The corner was turned last Thursday as utilities and firefighters began to get the upper hand on an unprecedented series of wildfires that have left untold devastation on people and property from the Mexican border to Ventura County — up to 17 separate major fires spread across seven counties — nearly a million people displaced at least overnight, hundreds of thousands whose energy supplies were affected, more than $1 billion in losses, and the full assessment is just beginning. At least six people were killed.

With evacuation centers, including the San Diego Chargers football team’s Qualcom Stadium, closing last Friday, the transmission system in San Diego County was brought back on line with all four power-import arteries operating as of 4 p.m. Thursday when the state grid operator lifted its emergency alert that has been in effect since last Tuesday.

While electric utilities scrambled daily to keep up with the wind-whipped wildfires’ continuing fury, the natural gas distribution and transmission operations of Sempra Energy’s two utilities in Southern California remained mostly unaffected, according to spokespersons for the two utilities, Southern California Gas Co. (SoCalGas) and San Diego Gas Co. (SDG&E).

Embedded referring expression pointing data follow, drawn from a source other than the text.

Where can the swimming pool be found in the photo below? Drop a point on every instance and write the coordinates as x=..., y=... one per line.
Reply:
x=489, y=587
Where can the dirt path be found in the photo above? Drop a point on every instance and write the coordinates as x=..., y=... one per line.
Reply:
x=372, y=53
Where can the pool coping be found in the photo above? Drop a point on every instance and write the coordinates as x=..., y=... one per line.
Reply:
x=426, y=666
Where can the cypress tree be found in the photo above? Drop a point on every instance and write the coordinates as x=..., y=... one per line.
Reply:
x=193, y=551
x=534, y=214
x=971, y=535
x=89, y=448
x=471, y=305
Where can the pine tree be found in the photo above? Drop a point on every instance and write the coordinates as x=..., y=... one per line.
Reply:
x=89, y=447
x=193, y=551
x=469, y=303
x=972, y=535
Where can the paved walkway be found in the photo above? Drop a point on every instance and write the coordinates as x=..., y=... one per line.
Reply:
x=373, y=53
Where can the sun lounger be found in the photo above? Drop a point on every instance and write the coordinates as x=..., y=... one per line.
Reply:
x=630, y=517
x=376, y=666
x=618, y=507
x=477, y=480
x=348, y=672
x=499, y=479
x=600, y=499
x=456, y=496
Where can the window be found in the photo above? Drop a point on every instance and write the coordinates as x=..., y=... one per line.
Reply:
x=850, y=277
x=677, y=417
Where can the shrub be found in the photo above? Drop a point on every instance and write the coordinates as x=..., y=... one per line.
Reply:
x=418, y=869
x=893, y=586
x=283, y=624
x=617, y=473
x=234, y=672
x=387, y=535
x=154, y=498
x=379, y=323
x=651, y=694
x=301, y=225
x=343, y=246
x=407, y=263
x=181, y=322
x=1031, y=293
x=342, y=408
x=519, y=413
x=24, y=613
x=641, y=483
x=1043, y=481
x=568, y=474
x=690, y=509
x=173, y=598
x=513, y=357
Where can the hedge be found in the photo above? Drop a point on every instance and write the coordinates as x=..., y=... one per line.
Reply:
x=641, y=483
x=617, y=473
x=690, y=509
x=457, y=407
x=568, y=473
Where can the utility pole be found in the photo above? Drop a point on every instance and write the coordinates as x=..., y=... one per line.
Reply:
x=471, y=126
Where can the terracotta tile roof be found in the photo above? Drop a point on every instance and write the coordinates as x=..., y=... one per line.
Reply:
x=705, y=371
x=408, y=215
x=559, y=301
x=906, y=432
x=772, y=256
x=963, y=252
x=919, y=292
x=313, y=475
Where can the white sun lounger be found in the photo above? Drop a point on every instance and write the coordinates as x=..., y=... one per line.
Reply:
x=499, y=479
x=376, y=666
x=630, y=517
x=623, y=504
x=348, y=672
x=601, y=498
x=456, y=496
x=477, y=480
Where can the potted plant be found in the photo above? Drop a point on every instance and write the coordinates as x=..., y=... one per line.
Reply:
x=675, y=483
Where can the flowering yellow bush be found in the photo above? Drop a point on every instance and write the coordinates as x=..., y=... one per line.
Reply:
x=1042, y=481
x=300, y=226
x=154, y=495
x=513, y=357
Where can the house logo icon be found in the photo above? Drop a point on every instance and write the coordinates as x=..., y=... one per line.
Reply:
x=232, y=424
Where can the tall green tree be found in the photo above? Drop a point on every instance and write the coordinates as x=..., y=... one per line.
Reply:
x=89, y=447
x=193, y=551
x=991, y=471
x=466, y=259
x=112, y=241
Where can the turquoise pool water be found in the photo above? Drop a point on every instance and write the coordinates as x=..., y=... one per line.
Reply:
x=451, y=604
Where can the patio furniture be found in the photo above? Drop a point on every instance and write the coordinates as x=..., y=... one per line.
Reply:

Sempra Energy, whose San Diego Gas and Electric Co. has seen more than 500,000 of its customers evacuated for some length of time, including many of its 13,500 employees in the state, announced late Thursday it established a $5 million relief fund to begin the flow of aid to those who suffered from the fires that scorched 700 square miles, destroying more than 1,800 homes. Sempra’s shareholders put up the money.

Funds will go to aiding people in the service territories of its two utilities, SDG&E and Southern California Gas Co., which encompass the seven counties torched by the fires, many of which still burned Thursday night. The fund will be expanded with contributions from the utilities’ suppliers, business partners and employees, Sempra said.

“For the more than 23 million Californians we serve and our 13,500 employees in the state, this week’s wildfires have been devastating,” said Sempra CEO Donald Felsinger. “We are committed to helping our customers, and the communities they live in, recover fully from this terrible natural disaster.”

On the utility operations front, SDG&E said that the Southwest Powerlink north-south transmission line stayed intact Thursday, and it is “optimistic that this line will remain in service with no further threat from fire.”

SDG&E completed what it called “the critical step” by reenergizing its three other 230-kV transmission lines connecting the utility to California’s grid. “This completes the restoration of the two transmission corridors taken out of service by the fires,” SDG&E said, and will allow the utility to begin work on the distribution system to restore service to communities affected by the fires.

Collectively, the Sempra utilities represent the largest natural gas distribution system in the nation, including one of the largest in-state transmission pipeline and underground storage operations, providing more than 130 Bcf of storage capacity.

“There’s been no significant impact on the natural gas delivery system,” according to a Los Angeles-based Sempra spokesperson, speaking for SoCalGas. “We’re asking customers not to turn off their gas unless they smell gas, and we are assessing the damaged areas as police and fire authorities let our field workers back in. We’ll be going into areas where homes have been destroyed or damaged and will turn off the gas in those areas.

“The assessments and shutoffs will continue into next week [Oct. 29-Nov. 2] most likely, particularly up in the mountains in the Lake Arrowhead area. As the fire department allows, we’ll be going into those areas that have been burned and abandoning service.”

Otherwise, the natural gas system overall operated reliably and safely, the utility said. The SoCalGas system includes two major underground storage facilities at depleted oil and gas production fields in the north end of Los Angeles County where up to three major wildfires have threatened major residential areas and disrupted transportation corridors. The Aliso Canyon and Honor Rancho storage fields account for more than 100 Bcf of the utility’s capacity.

Late last Thursday night, SDG&E said that 15,000 customers were still without power, but that was half the number of outages earlier in the week. Some 1,640 customers were without natural gas service.

To the north, the situation had calmed in Orange, San Bernardino, Los Angeles and Ventura counties enough for Edison to discontinue its twice-a-day operations reports. Early Thursday morning, SCE’s outages were under 1,000, and those affected at some time over the past five days numbered just shy of 600,000 customers.